Self definition of Peggy syntax
Here is complete definition of Peggy grammer which is used for bootstrapping.
Lexical Rule
Identifier of Peggy syntax is alphabet and digit sequence starting lower-case letter.
ident ::: String = [a-z] [0-9a-zA-Z_]* { $1 : $2 }
Peggy syntax is ignore spaces. Space is just a delimiter. Any code layout can be allowd.
Comment
Haskell-like comment are allowed.
-- This is comment hoge = ... {- region comment {- and nested comment -} are also usable -} moge = ...
Definition
Peggy syntax is some definitions of nonterminal symbol. Each definition is looks like this:
<name> :: <Type> = <expr>
or another syntax of definition:
<name> ::: <Type> = <expr>
Here is typical form of a nonterminal definition.
<name> :: <Type> = sequence ... / sequence ... ...
Left recursion
Peggy allows left recursion by transforming a grammer to a grammer which does not contain left recursions.
Expression
Syntax of expression is based on PEG’s one. An expression is constructed by following rules.
String Literal
String literal matches exact same sequence of chars.
'hoge' -- char sequence "hoge" -- string token
A string quoted by single-quote (’) is raw-literal, which matches exact same char sequence. A string quoted by double-quote (") is string token. It means delimited string. A particular behaviour of token is descrived here.
String literal has no value.
Charset
An usual character notation like regular expression.
[a-zA-Z0-9_] -- lower letters, upper letters, digits and under-score (_) [^0-9] -- a char except digits
Charset has a character value.
Ordered Choice
Ordered choice is sequence of expression separated by ‘/’.
<e1> / <e2> / ...
It accepts any alternative. In contrast to CFG, PEG select a most left match always. So the order of choice is meaningfully. The type of all sub-expression must be same.
Sequence
Sequence is a sequence of expression.
<e1> <e2> ...
Semantic Annotation
Each sequence can has semantic rule. It specify a return value of the term.
<e1> <e2> ... { Haskell Expression ... }
Haskell expression specify the return value of expression. It must be a single Haskell expression. Here is an example:
expr :: Int = expr "+" term { $1 + $2 }
Haskell expression can contain placeholder which forms $<num>. The number means the n-th value of sub-expression. Literal and predicate do not has a value, so it is skipped. In above example, $1 indicates expr’s value and $2 indicates term’s value.
Sequence without semantic annotation has a value of tupple of subterms.
hoge :: (Int, Int, Int) = integer "," integer "," integer
Zero or more, One or more, Optional (Zero or One)

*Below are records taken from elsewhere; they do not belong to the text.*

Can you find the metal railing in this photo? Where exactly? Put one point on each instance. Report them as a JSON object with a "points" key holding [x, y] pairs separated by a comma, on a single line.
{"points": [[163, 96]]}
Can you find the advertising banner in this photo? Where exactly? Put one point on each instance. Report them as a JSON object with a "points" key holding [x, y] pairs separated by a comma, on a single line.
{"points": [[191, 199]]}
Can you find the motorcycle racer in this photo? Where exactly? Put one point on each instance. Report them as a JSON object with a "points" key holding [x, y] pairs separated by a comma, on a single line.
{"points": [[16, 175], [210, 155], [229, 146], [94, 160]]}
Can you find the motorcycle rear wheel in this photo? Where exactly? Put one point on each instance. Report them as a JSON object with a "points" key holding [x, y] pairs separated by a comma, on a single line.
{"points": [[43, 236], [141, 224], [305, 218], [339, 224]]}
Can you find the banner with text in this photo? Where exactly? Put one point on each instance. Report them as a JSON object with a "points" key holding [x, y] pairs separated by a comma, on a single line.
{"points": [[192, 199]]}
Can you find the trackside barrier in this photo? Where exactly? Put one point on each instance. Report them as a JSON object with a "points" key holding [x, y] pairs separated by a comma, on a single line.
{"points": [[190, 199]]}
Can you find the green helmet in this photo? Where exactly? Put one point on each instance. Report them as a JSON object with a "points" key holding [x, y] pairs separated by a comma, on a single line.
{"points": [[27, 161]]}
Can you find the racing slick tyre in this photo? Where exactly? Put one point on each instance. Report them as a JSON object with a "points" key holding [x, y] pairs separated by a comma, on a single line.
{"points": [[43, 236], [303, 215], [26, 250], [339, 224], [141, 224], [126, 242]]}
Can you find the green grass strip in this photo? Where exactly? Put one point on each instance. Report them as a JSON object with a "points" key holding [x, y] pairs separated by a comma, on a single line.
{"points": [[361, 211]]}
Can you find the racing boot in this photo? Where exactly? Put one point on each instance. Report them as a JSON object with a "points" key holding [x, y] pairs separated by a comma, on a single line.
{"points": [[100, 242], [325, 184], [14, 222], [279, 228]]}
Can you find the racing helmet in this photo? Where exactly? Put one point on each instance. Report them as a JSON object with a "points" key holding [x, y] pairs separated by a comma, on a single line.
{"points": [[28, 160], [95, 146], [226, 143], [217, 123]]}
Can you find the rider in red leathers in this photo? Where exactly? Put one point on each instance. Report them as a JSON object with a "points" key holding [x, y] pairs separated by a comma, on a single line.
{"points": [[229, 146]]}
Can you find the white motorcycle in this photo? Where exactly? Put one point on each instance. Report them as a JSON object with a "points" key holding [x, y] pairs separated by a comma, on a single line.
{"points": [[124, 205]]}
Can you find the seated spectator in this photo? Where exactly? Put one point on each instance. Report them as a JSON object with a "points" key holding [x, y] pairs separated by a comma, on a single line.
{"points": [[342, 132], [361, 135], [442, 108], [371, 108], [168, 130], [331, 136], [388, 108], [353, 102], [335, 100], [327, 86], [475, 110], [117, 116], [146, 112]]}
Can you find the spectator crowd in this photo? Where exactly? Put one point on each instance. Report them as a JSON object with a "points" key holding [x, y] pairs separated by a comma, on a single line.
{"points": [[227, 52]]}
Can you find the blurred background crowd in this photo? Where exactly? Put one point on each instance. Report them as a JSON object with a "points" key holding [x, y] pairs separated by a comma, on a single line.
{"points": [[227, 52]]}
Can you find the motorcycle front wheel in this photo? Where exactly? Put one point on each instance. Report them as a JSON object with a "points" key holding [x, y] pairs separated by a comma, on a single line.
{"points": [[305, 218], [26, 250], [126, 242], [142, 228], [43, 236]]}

The suffix ‘*’ means zero or more repetition.
<e>*
The suffix ‘+’ means one or more repetition.
<e>+
The suffix ’?’ means one or zero occursion.
<e>?
Unlike in CFG, these operator always behave greedily, these match as long as possible.
‘*’ and ‘+’ returns a list of the value. ’?’ returns a value typed Maybe a.
And predicate, Not predicate
The prefix ’?’ means syntax predicates. It look-ahead an expression and if fail to parse, the predicate fails, too. When it success, predicate successes too, but it consume no input.
&<e>
The prefix ’!’ is inverse of and predicate. It fails when look-ahead success.
!<e>
Here is an example of usage of predicate, it parses C-like nested comment.
regionComment :: () = '/*' (regionComment / (!"*/" . { () }))* '*/' { () }
Token behaviour
Peggy recognizes (implicit) token. Token is self delimited character sequence. It ignores pre/post white spaces. It must be delimited (token “for” does not match to character sequence “foreach”).
White space and delimtier semantic can cahnge by defining two special nonterminals, which are “space” and “delimiter”.
space :: () = [ \r\n\t] { () } / lineComment / recionComment delimiter :: () = [()[]{}<>;:,./\] { () }
If these nonterminals are not defined, default implementation is used.